OH I love Scotland. That will be an amazing trip. Still waiting for a copy of your new book in the mail…….
Hi Christy!
A super “read” and the most stunning photos. That first photo is a real “prize-winner” As usual you turn it on and make one feel that life is worth living and getting out in mountains! I envy you . Perhaps at only a max of 10 m a day I could even do it! When I win the lottery I’ll come over and ask you to take me ! Now that would be some trip! I long for fantastic mountain scenery and no scrub. I have never become used to Australian bushwalking as hiking over here is called. My best days were in my 20’s rock climbing and mountaineering in South Africa’s Drakensberg Mountains – stunning scenery, no scrub, beautiful mountain streams everywhere and generally good weather. Hope you are smiling!!!
This looks intense but absolutely amazing!
You are right! We just took our time through the sketchy patches and took 1 step at a time. A burley trip.
Rockin’, your trip here blew me away! Absolutely beautiful photos and what a place!
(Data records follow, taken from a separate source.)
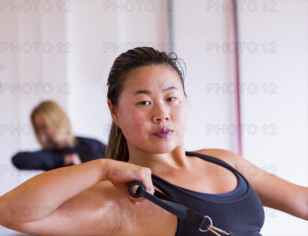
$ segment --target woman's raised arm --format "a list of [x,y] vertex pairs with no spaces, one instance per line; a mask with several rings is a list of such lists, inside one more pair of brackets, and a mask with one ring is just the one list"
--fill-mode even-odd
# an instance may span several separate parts
[[[129,171],[125,171],[128,167]],[[76,201],[70,200],[105,180],[110,181],[118,189],[127,192],[129,200],[135,205],[144,199],[136,200],[129,196],[128,187],[130,182],[141,181],[146,191],[151,193],[154,191],[149,169],[110,159],[98,159],[42,173],[2,196],[1,224],[30,233],[37,232],[37,229],[42,227],[46,229],[54,227],[60,218],[52,216],[60,214],[61,210],[62,215],[66,211],[61,206],[64,208],[66,206],[69,207],[67,210],[71,211],[80,208],[84,203],[75,204]],[[88,194],[85,199],[88,200],[92,197]],[[110,204],[110,199],[108,202]],[[64,203],[68,204],[64,206]],[[88,218],[86,214],[84,217]],[[64,219],[71,221],[70,223],[74,222],[72,218]],[[105,225],[108,226],[107,223],[106,222]],[[56,231],[55,228],[54,230]],[[52,234],[52,231],[45,233],[44,234]]]

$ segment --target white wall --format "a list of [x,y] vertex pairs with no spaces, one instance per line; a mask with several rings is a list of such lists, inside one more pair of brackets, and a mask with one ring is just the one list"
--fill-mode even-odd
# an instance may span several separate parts
[[[265,12],[264,5],[258,6],[260,10],[239,14],[239,41],[258,46],[255,53],[244,48],[240,54],[241,83],[246,88],[253,84],[258,87],[255,94],[253,85],[241,94],[242,124],[258,128],[255,135],[244,133],[243,155],[268,172],[307,186],[307,2],[268,2]],[[277,231],[290,224],[292,227]],[[265,209],[264,234],[307,235],[307,230],[306,221]]]
[[[257,1],[258,8],[254,12],[253,5],[247,7],[252,2],[247,1],[239,12],[239,41],[246,45],[255,42],[259,49],[253,53],[244,47],[240,53],[240,79],[241,83],[247,85],[256,84],[258,92],[252,94],[244,90],[241,94],[241,123],[256,125],[258,132],[252,135],[244,130],[243,156],[260,167],[275,170],[275,173],[289,181],[306,186],[307,3],[272,1],[275,5],[267,2],[264,12],[263,1]],[[138,44],[170,49],[168,6],[174,11],[171,13],[175,42],[171,50],[184,60],[187,68],[186,149],[218,148],[239,151],[236,134],[227,130],[217,134],[217,130],[209,130],[209,125],[221,128],[225,124],[226,127],[237,124],[235,94],[227,89],[224,93],[222,89],[216,89],[217,84],[223,86],[234,83],[234,54],[227,48],[225,52],[223,49],[217,52],[216,48],[209,49],[207,44],[233,42],[233,12],[228,9],[230,7],[228,2],[224,11],[222,7],[217,8],[218,4],[223,4],[222,1],[175,1],[174,5],[155,1],[152,11],[151,4],[147,8],[141,5],[139,11],[137,3],[133,1],[134,9],[129,11],[131,6],[121,1],[118,3],[122,3],[123,7],[115,9],[113,6],[106,7],[110,3],[113,5],[113,1],[67,1],[65,5],[62,2],[60,12],[57,2],[52,3],[50,12],[45,11],[41,5],[36,12],[33,5],[29,12],[22,8],[20,12],[16,8],[13,11],[8,8],[1,12],[1,42],[49,42],[53,46],[49,53],[42,51],[42,48],[38,53],[34,49],[28,53],[22,50],[18,53],[16,49],[12,53],[8,49],[1,53],[2,86],[34,83],[41,85],[37,93],[32,86],[29,94],[21,89],[19,93],[16,90],[12,93],[8,90],[0,94],[1,194],[29,178],[28,172],[18,172],[12,167],[11,156],[21,150],[38,148],[33,132],[27,135],[27,130],[22,129],[20,134],[17,130],[11,134],[10,129],[3,129],[7,127],[4,125],[10,128],[11,125],[16,127],[20,124],[22,128],[30,124],[31,110],[42,100],[55,100],[66,109],[76,134],[107,142],[106,125],[110,119],[106,83],[112,63],[121,52]],[[147,3],[150,1],[145,1]],[[273,6],[272,10],[277,11],[270,12]],[[70,11],[64,12],[65,7]],[[270,42],[276,43],[277,52],[263,52],[261,44],[264,42],[267,51]],[[60,52],[56,46],[59,42]],[[64,53],[69,46],[70,52]],[[46,83],[53,89],[49,94],[42,90]],[[59,83],[60,93],[56,87]],[[277,93],[261,92],[264,83],[275,84]],[[213,84],[215,89],[207,90]],[[68,88],[70,93],[65,93]],[[264,124],[267,128],[265,135],[261,127]],[[276,125],[276,135],[267,134],[271,124]],[[269,169],[271,165],[276,169]],[[37,172],[33,171],[30,175]],[[271,217],[273,215],[276,217]],[[265,217],[263,235],[308,234],[305,221],[271,210],[267,210]],[[296,227],[281,228],[282,225]],[[15,233],[3,228],[1,230],[1,235]]]

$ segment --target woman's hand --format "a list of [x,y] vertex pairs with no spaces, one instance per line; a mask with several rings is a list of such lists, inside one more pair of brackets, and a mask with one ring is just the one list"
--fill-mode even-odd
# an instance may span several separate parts
[[134,181],[142,182],[145,191],[154,193],[154,187],[151,179],[151,170],[148,168],[130,163],[115,161],[111,165],[105,166],[106,180],[109,180],[119,190],[127,194],[129,201],[134,205],[145,200],[143,197],[135,198],[128,192],[130,183]]
[[72,165],[78,165],[82,163],[78,153],[67,154],[64,156],[63,165],[64,166],[71,166]]

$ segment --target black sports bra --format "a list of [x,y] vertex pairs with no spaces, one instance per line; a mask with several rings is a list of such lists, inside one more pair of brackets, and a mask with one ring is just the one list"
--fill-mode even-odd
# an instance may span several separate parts
[[[237,188],[225,194],[204,193],[177,186],[152,174],[154,185],[179,203],[201,214],[208,215],[215,226],[240,236],[260,235],[259,232],[264,221],[263,206],[257,193],[244,176],[231,166],[217,158],[190,152],[186,152],[186,154],[215,163],[230,171],[238,178]],[[178,218],[176,235],[213,234],[210,232],[202,232],[194,226]]]

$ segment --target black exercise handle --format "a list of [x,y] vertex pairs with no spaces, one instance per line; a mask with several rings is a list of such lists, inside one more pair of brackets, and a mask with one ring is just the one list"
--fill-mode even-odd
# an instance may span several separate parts
[[[136,185],[138,186],[138,187],[136,189],[136,192],[134,193],[133,192],[133,190],[132,189],[132,188],[133,188]],[[142,183],[139,181],[134,181],[133,182],[131,183],[131,184],[130,184],[130,185],[129,185],[129,187],[128,188],[128,191],[129,192],[129,194],[132,196],[138,198],[140,198],[140,196],[142,196],[141,195],[139,194],[139,193],[141,191],[140,190],[141,190],[141,192],[143,192],[144,191],[145,189],[145,188],[144,187],[144,185],[143,185],[143,184]]]
[[[136,192],[134,192],[133,188],[136,186],[138,187],[136,190]],[[170,213],[199,228],[199,229],[200,228],[205,229],[208,225],[205,221],[206,218],[203,215],[185,206],[177,203],[163,193],[157,191],[158,194],[156,194],[156,195],[159,196],[158,198],[146,192],[144,185],[140,181],[132,182],[128,188],[128,192],[134,198],[144,197]],[[156,191],[155,193],[157,193]],[[228,233],[230,236],[238,236],[232,232],[228,232]]]
[[[136,189],[136,192],[134,193],[132,188],[136,185],[138,186],[138,188]],[[203,225],[206,220],[206,218],[203,215],[182,205],[157,198],[146,192],[145,189],[144,185],[141,182],[134,181],[130,184],[128,188],[128,191],[130,195],[134,198],[143,196],[175,215],[195,225],[196,227],[198,228],[203,227],[202,228],[204,228],[204,227],[207,226],[208,224],[205,224],[205,225]]]

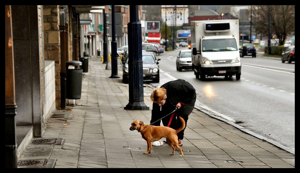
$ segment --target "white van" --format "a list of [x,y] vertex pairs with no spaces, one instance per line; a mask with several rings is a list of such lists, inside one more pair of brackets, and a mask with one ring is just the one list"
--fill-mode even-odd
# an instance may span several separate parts
[[241,78],[238,19],[191,22],[192,69],[196,78]]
Wonderful inspiration just before bed :). I’ll be dreaming dreams of beautiful granite slabs and clear blue-green water tonight.
Well then…this trip report is a success. It is always a good thing when our minds drift to wilderness. I loved these sections. This was an older trip that I put partially together 2 years ago and never posted. I have at least 20 other posts that need the same attention! Thank you for your kind comment.